More and more security companies are including “whitebox cryptography” in their product offerings. This is more than buzzword compliance; it’s a recognition that whitebox attacks are real, and that the implementation of a cryptographic algorithm is as important as the algorithm itself.
When you’re first confronted with the term “whitebox cryptography”, you may be tempted to parse it the same way you would “asymmetric cryptography”, or “quantum cryptography”. In the latter cases, the word before “cryptography” describes the solution – for example, quantum cryptography describes algorithms that use quantum techniques to do things like exchanging keys. But in the case of “whitebox”, it doesn’t describe the solution; it describes the problem. (Aside: as one of the authors of the paper that introduced the term “whitebox cryptography”, I have to take my share of the blame for the confusion that’s resulted. Sorry!)
“Whitebox” is meant to denote openness, accessibility, visibility. It refers to the way an attacker views software; as an open book ready to be explored, understood, bent to their will.
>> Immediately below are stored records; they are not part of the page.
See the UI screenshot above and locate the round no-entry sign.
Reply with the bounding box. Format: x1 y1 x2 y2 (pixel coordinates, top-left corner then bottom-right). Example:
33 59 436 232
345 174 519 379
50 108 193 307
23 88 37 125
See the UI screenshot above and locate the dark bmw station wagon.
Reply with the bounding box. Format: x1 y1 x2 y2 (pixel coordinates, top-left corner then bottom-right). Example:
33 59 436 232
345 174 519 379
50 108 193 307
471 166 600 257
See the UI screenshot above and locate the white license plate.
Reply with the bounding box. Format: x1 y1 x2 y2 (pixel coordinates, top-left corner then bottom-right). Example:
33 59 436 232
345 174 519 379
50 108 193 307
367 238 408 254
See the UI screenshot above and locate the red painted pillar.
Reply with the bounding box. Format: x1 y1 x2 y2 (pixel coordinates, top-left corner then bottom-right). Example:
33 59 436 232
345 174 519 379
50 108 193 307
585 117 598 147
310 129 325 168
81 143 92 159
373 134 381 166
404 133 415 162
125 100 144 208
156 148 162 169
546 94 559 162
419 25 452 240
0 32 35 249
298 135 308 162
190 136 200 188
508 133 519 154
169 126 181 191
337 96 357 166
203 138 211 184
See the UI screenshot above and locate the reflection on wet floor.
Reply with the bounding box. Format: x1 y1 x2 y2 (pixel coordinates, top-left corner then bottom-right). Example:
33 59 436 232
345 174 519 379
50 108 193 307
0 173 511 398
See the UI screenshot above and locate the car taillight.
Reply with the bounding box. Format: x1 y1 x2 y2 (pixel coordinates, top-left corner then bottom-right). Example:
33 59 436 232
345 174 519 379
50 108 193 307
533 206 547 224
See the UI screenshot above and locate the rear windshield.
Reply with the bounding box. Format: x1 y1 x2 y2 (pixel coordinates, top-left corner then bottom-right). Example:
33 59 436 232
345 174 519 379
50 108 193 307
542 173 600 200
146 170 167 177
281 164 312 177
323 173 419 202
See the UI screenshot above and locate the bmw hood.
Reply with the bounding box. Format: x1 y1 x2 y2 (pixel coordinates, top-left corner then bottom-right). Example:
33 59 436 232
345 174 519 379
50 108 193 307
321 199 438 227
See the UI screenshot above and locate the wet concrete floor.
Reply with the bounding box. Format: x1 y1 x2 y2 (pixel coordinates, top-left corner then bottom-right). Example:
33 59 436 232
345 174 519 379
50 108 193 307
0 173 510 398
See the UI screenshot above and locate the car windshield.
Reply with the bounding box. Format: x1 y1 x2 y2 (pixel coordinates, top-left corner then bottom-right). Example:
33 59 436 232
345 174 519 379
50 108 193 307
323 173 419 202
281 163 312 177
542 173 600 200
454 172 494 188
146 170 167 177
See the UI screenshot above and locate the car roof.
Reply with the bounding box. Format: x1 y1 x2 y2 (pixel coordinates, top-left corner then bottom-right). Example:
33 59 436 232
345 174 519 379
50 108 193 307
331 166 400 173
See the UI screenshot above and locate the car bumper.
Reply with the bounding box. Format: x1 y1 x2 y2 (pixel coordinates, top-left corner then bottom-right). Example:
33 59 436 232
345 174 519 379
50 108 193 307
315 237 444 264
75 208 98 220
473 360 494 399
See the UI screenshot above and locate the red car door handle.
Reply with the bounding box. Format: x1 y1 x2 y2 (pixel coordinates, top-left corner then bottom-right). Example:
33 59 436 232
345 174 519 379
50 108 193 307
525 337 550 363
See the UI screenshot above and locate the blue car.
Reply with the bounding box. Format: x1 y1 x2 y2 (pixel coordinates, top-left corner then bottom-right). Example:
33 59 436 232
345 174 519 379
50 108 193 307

Put simply, software is a white box. (This is not contrasting it with hardware, which is increasingly open to knowledgeable souls as well.) So an attacker going after a software implementation doesn’t have to content themselves with fuzzing inputs; they can set breakpoints, step through execution, watch memory regions, modify data at will, and more. These are whitebox attacks, leveraging the open nature of software. In terms of attacker advantage, it’s the difference between trying to open a combination lock by guessing 4-digit sequences, and trying to open a combination lock by watching the tumblers moving.
The only pre-requisite to this openness is access to the system on which the software is running. This could be direct access, if the attacker owns the device; it could be indirect access, if the attacker can somehow navigate their way through a network; or it could be remote access, if the attacker has a way of getting some malicious software onto the system, where it can take control. It’s safe to say that any running software implementation is at risk of a whitebox attack. As the person responsible for securing software, you can’t decide that whitebox attacks don’t matter; they’re a direct consequence of everything that makes software so attractive in the first place.
What does all this mean for cryptographic implementations in software? It means that following standards, choosing strong keys, obeying best practices, etc. just isn’t enough. Your keys are still going to fall to a whitebox attack unless you use an implementation that specifically mitigates against it. “Cryptographic implementations providing resistance against inevitable whitebox attacks” is quite the mouthful, but that’s how to read “whitebox cryptography”, and that’s why it’s so important.